Interoperation here means machine-to-machine, and in the case of EE, human-to-machine and, most importantly, also human-to-human
at the nontechnical level.
Any practical reasoning system provides hooks to "call" numeric and
other software tools (like the ones you are working on) as part of the
deduction process. (EE provides this, plus automatic SQL
generation and execution). So, it becomes a design call to
figure out what should be done deductively (or abductively) and what
should be handed over to, say, a large matrix inversion package.
What the FOL or EE package provides is the "glue" to make many such
things, both numeric and non-numeric, interoperate.
That said, the "calls" had better be to proven software, since the
business level English explanations that EE provides stop at the "call"
interface, and merely say e.g. "that's what the matrix inversion
package said".
Moreover, there are sometimes advantages in carrying part of a numeric
computation along in EE, and good deduction engines plus ever faster
hardware are making this easier.
For example, we tested several Black-Scholes risk analysis sites on the
Web, and observed that they each found different answers from the same
inputs! Since the programmer's decisions are hidden in the
code on those sites, it's hard to figure out what was done. On
the other hand, in [1], Black-Scholes is written in EE with
minimal "calls". When you run it, you can get an English
explanation of how it got its answers.
Cheers, -- Adrian
[1] www.reengineeringllc.com/demo_agents/BlackScholes1.agent
Internet Business Logic (R)
Executable open vocabulary English
Online at www.reengineeringllc.com
Shared use is free
Adrian Walker
Reengineering
Phone: USA 860 830 2085
On 11/20/06, Measure, Ed (Civ, ARL/CISD) <emeasure@xxxxxxxxxxxx> wrote:
Adrian,
I'm not dissing EE, I think it may be great for some
simple applications. It's less clear
to me how powerful it is for some more complex problems. Let me
mention tasks with which I am slightly
familiar.
Given a weather model forecast and GIS
terrain data, plan an operational mission exploiting your knowledge of terrain
and weather. Computerized systems make possible, but not easy, taking
detailed account of the effect on components of your system. Translating
the raw terrain and weather data into plan relevant effects requires a lot of
information and processing, much of it not likely most neatly expressed in
EE. In particular, how do you get such a language to do mathematical or
geometric reasoning? We, and others, are building systems to do
such tasks. I would hope that CDSI
will be able to incorporate, use, or at least permit such
tools.
You say: perhaps it's worth spending some time evaluating one of its main
representations -- English -- for
CDSI?
I'm sure it is worthwhile to
evaluate the uses of EE, but the brain uses a whole lot of data representation
schemes for specialized purposes, most of them not readily expressible in purely
linguistic terms.

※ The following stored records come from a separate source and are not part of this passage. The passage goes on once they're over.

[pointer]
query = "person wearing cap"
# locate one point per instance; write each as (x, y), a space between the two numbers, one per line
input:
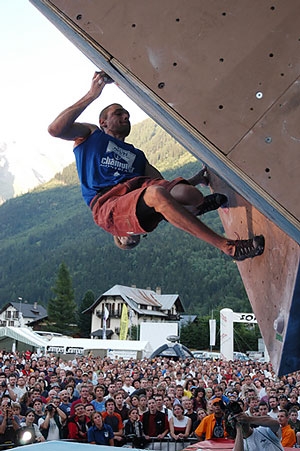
(255, 433)
(29, 422)
(274, 409)
(84, 381)
(288, 435)
(219, 393)
(213, 426)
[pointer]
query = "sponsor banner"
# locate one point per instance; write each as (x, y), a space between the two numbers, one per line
(73, 350)
(56, 349)
(124, 354)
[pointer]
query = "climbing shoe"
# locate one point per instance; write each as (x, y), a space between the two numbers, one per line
(212, 202)
(248, 248)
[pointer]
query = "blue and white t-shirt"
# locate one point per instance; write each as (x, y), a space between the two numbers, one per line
(103, 161)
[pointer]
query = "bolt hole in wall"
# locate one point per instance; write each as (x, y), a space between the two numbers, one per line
(267, 170)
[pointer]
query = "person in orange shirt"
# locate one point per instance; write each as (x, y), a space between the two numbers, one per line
(213, 426)
(288, 436)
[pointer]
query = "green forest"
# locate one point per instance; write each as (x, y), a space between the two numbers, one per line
(52, 224)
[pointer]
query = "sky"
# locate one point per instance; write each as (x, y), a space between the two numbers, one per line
(42, 73)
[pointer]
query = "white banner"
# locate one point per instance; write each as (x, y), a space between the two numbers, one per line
(212, 332)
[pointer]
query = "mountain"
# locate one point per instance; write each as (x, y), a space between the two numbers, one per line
(24, 167)
(52, 224)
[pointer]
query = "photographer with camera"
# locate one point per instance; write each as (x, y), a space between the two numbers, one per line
(213, 425)
(265, 433)
(9, 423)
(6, 389)
(51, 424)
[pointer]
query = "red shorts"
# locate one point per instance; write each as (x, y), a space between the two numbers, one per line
(115, 210)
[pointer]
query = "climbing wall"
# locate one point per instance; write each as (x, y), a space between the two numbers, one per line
(223, 79)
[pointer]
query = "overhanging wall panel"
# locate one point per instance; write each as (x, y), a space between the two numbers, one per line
(220, 66)
(212, 58)
(223, 79)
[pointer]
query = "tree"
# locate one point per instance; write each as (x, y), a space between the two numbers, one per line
(84, 321)
(61, 309)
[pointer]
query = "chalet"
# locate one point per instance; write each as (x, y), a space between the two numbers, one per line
(18, 314)
(143, 306)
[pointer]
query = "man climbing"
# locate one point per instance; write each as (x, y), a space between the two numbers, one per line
(128, 196)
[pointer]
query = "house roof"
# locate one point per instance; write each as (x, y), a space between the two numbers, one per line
(136, 297)
(34, 311)
(24, 335)
(186, 319)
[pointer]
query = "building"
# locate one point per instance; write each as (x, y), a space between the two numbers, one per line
(17, 314)
(143, 306)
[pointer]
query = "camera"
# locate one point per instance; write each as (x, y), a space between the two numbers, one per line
(106, 78)
(50, 408)
(233, 408)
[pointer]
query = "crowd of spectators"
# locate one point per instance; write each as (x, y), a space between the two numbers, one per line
(116, 402)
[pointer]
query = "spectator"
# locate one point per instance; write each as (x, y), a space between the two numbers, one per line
(89, 409)
(9, 423)
(190, 412)
(288, 434)
(219, 393)
(100, 433)
(99, 402)
(37, 436)
(263, 408)
(51, 424)
(128, 387)
(201, 413)
(180, 425)
(264, 433)
(295, 423)
(38, 408)
(178, 394)
(79, 424)
(84, 393)
(143, 405)
(199, 399)
(65, 404)
(120, 406)
(155, 423)
(213, 426)
(133, 430)
(114, 420)
(274, 409)
(16, 407)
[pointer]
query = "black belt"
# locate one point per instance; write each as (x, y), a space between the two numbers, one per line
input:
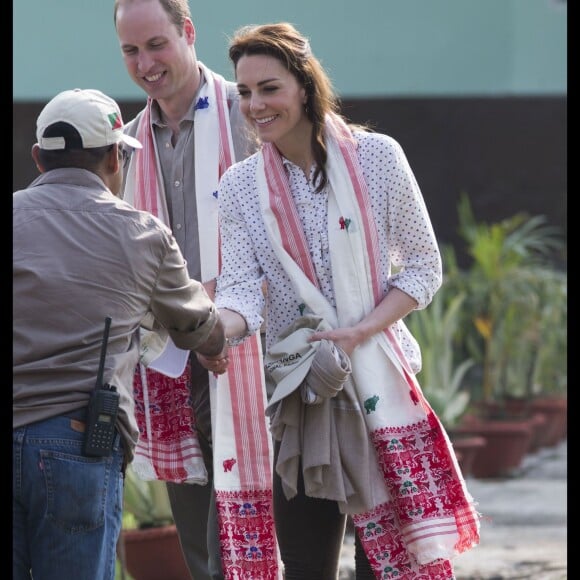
(78, 414)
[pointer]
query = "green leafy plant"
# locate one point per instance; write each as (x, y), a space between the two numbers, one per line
(441, 376)
(503, 298)
(146, 503)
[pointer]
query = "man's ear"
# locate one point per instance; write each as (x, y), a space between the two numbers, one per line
(114, 159)
(35, 157)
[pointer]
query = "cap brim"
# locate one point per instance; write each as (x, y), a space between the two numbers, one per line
(131, 141)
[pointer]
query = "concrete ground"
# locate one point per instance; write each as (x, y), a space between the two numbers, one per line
(524, 523)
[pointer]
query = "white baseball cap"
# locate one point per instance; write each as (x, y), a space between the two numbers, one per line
(81, 119)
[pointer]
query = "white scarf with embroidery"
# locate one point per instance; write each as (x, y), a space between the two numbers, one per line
(401, 425)
(242, 447)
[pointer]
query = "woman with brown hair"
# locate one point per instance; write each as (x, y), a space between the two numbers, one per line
(331, 217)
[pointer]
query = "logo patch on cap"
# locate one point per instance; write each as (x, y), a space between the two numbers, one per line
(115, 120)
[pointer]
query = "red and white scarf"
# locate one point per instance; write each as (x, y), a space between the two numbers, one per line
(422, 514)
(168, 448)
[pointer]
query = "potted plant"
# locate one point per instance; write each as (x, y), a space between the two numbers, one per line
(500, 327)
(549, 377)
(149, 546)
(442, 376)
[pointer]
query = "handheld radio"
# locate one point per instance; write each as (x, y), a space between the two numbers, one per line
(102, 410)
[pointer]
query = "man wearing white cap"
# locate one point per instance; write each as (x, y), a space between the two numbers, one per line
(87, 267)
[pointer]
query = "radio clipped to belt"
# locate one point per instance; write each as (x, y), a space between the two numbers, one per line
(102, 410)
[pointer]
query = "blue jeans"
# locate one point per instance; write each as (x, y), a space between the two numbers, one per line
(67, 508)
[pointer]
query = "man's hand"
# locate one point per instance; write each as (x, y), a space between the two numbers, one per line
(217, 364)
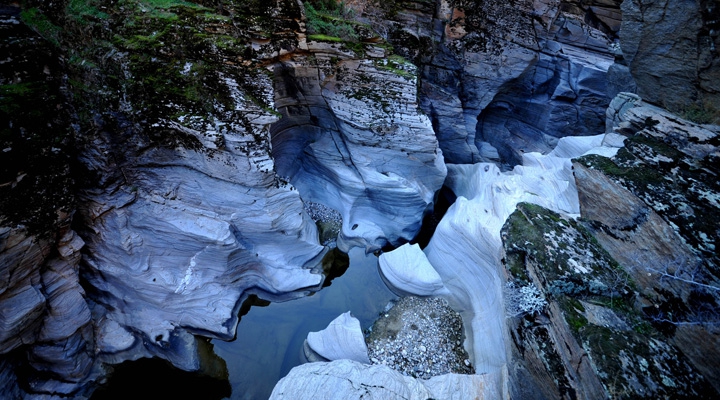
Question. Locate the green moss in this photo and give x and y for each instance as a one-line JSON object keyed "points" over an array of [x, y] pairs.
{"points": [[325, 38], [81, 10], [36, 20], [701, 113], [573, 310]]}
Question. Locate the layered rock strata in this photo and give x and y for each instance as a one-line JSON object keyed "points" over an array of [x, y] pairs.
{"points": [[466, 249], [342, 339], [351, 380], [670, 48], [521, 75], [352, 138]]}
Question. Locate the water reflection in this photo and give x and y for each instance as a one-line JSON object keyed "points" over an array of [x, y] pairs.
{"points": [[269, 339]]}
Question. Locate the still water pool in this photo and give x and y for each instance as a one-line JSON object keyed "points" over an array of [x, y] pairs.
{"points": [[269, 340], [268, 343]]}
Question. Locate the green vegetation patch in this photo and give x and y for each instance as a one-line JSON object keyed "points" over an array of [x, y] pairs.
{"points": [[597, 300], [35, 19], [683, 190]]}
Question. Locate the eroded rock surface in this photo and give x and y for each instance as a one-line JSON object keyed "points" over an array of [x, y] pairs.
{"points": [[407, 270], [420, 337], [353, 139], [351, 380], [466, 249], [342, 339], [670, 48]]}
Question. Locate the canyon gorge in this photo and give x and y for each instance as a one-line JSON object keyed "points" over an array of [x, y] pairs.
{"points": [[541, 174]]}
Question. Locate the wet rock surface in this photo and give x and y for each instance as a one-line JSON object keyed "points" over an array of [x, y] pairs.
{"points": [[419, 337], [345, 379]]}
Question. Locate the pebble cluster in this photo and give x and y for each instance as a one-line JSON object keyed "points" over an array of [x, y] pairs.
{"points": [[419, 337], [328, 221], [321, 212]]}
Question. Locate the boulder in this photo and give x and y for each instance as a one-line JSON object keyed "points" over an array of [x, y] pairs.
{"points": [[342, 339], [352, 138], [407, 270], [466, 249], [345, 379]]}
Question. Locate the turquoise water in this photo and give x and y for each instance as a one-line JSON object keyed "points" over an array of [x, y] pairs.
{"points": [[269, 339], [268, 344]]}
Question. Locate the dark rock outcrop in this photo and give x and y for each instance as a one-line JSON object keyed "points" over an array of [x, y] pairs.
{"points": [[498, 79], [351, 137], [671, 48]]}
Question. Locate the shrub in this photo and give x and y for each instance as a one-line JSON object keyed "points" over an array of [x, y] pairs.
{"points": [[331, 19]]}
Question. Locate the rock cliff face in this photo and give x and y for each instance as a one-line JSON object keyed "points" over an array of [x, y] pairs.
{"points": [[671, 49], [351, 137], [184, 205], [159, 158], [521, 75]]}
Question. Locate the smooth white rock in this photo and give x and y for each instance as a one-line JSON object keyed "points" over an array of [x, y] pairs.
{"points": [[342, 339], [345, 379], [466, 249], [408, 270]]}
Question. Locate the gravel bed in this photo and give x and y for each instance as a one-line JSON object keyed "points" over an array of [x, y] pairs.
{"points": [[419, 337], [328, 221]]}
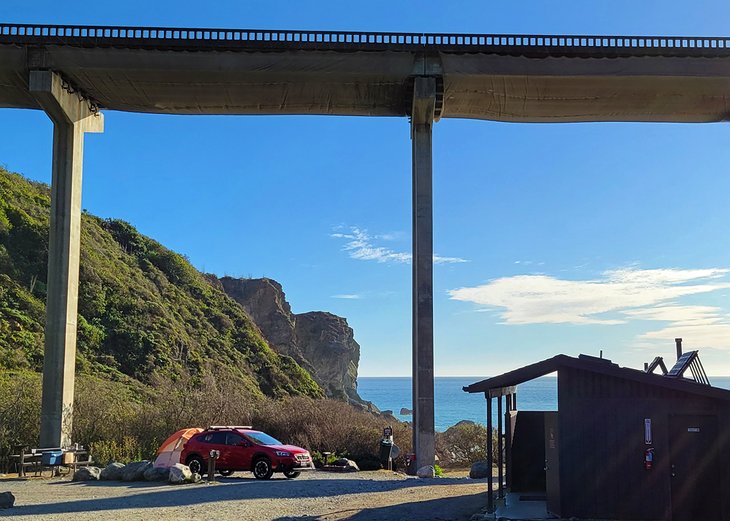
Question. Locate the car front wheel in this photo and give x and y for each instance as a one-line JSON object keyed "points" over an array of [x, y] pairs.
{"points": [[262, 468], [196, 465]]}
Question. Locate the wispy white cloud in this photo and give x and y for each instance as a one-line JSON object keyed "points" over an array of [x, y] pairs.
{"points": [[613, 298], [361, 245]]}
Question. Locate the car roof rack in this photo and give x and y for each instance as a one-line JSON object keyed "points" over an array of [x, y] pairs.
{"points": [[218, 427]]}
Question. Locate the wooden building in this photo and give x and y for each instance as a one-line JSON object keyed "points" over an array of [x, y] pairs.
{"points": [[624, 444]]}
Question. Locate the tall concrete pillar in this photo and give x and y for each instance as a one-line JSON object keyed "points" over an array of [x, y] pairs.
{"points": [[422, 118], [71, 118]]}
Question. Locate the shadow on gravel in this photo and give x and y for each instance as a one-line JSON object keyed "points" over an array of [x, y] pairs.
{"points": [[152, 495], [453, 509]]}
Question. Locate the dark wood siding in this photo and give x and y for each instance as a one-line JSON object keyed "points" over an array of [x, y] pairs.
{"points": [[602, 470]]}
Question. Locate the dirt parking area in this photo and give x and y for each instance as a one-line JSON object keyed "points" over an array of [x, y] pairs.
{"points": [[314, 496]]}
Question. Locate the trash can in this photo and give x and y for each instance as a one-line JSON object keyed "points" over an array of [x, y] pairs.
{"points": [[51, 457], [411, 467]]}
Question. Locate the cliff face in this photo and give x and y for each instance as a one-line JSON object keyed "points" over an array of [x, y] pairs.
{"points": [[320, 342], [143, 309]]}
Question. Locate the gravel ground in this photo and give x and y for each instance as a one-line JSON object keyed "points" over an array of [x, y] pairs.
{"points": [[314, 496]]}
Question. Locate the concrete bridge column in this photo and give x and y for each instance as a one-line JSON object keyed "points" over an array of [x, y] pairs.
{"points": [[422, 119], [71, 118]]}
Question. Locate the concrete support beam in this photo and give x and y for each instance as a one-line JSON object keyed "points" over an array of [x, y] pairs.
{"points": [[422, 118], [71, 118]]}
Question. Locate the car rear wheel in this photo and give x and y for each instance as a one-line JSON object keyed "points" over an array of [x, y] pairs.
{"points": [[196, 465], [262, 468]]}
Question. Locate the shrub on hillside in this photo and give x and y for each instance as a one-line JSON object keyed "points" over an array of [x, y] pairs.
{"points": [[464, 444], [119, 422]]}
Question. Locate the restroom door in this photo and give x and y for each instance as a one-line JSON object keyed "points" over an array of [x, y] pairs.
{"points": [[694, 468]]}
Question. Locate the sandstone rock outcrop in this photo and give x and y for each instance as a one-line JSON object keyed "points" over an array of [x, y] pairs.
{"points": [[320, 342]]}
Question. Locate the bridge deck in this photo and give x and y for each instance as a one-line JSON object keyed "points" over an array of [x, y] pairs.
{"points": [[517, 78]]}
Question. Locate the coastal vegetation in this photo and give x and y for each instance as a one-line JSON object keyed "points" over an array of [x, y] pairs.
{"points": [[161, 346], [143, 309]]}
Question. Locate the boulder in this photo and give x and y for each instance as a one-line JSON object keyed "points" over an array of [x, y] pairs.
{"points": [[135, 470], [180, 473], [480, 469], [157, 474], [7, 500], [87, 474], [346, 465], [426, 472], [112, 472]]}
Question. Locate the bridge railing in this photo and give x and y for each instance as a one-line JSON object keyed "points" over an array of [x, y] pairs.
{"points": [[202, 37]]}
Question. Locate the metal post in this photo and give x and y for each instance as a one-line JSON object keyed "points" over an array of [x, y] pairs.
{"points": [[490, 459], [71, 118], [508, 444], [422, 116]]}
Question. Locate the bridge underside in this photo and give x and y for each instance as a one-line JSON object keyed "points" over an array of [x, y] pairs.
{"points": [[71, 72], [379, 83]]}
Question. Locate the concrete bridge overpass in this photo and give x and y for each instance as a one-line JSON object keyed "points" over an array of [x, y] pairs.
{"points": [[75, 72]]}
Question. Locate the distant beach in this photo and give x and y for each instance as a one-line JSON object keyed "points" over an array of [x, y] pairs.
{"points": [[453, 405]]}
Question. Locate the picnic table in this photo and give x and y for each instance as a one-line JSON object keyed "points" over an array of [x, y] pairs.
{"points": [[50, 458]]}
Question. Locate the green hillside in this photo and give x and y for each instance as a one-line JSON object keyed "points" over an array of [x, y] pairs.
{"points": [[143, 309]]}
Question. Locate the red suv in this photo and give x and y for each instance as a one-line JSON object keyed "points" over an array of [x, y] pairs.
{"points": [[242, 448]]}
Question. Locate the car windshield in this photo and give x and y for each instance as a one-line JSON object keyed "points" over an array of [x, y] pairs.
{"points": [[262, 438]]}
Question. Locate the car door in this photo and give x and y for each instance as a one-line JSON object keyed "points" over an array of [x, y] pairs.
{"points": [[216, 440], [239, 450]]}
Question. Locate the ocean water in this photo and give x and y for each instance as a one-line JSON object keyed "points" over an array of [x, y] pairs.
{"points": [[452, 404]]}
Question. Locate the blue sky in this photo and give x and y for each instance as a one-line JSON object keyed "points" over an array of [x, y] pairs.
{"points": [[554, 238]]}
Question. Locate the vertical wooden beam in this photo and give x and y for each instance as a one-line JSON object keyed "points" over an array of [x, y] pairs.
{"points": [[500, 447], [508, 444]]}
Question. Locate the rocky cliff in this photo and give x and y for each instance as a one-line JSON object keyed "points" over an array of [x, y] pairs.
{"points": [[320, 342]]}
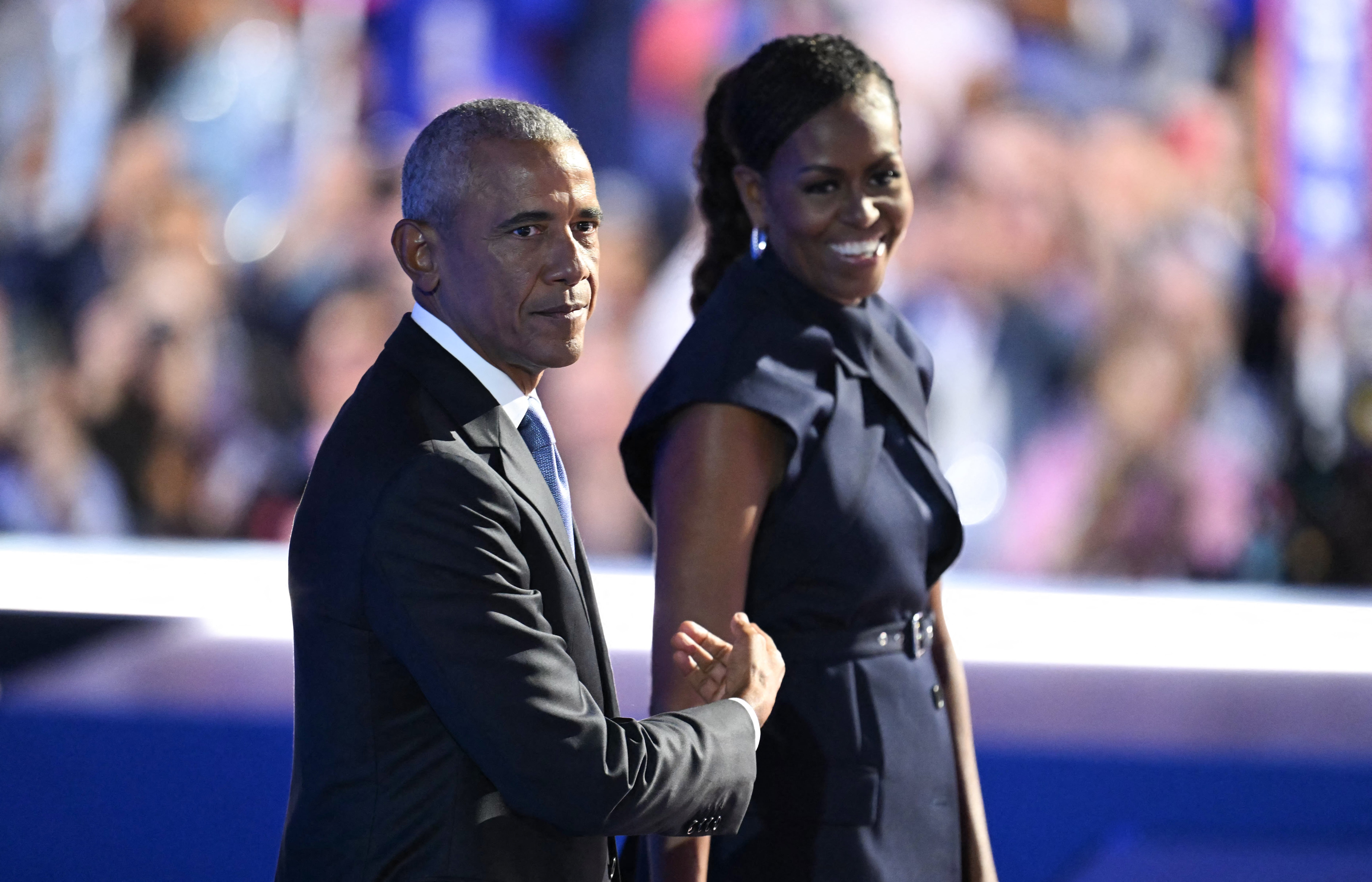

These data representations and their associated data
processing do most of the heavy lifting of analysis, planning and acting well
below the level of consciousness. Common schemes include maps,
models and networks. EE as a tool seems like a good idea - but as a
one-size-fits-all, it's just too small.
One familiar example: Humans, with a little practice, can
throw a rock or ball at a target fairly accurately up to 100 feet or
more. How do you express the visual, kinesthetic, and other
elements that go into planning such an action in something like EE?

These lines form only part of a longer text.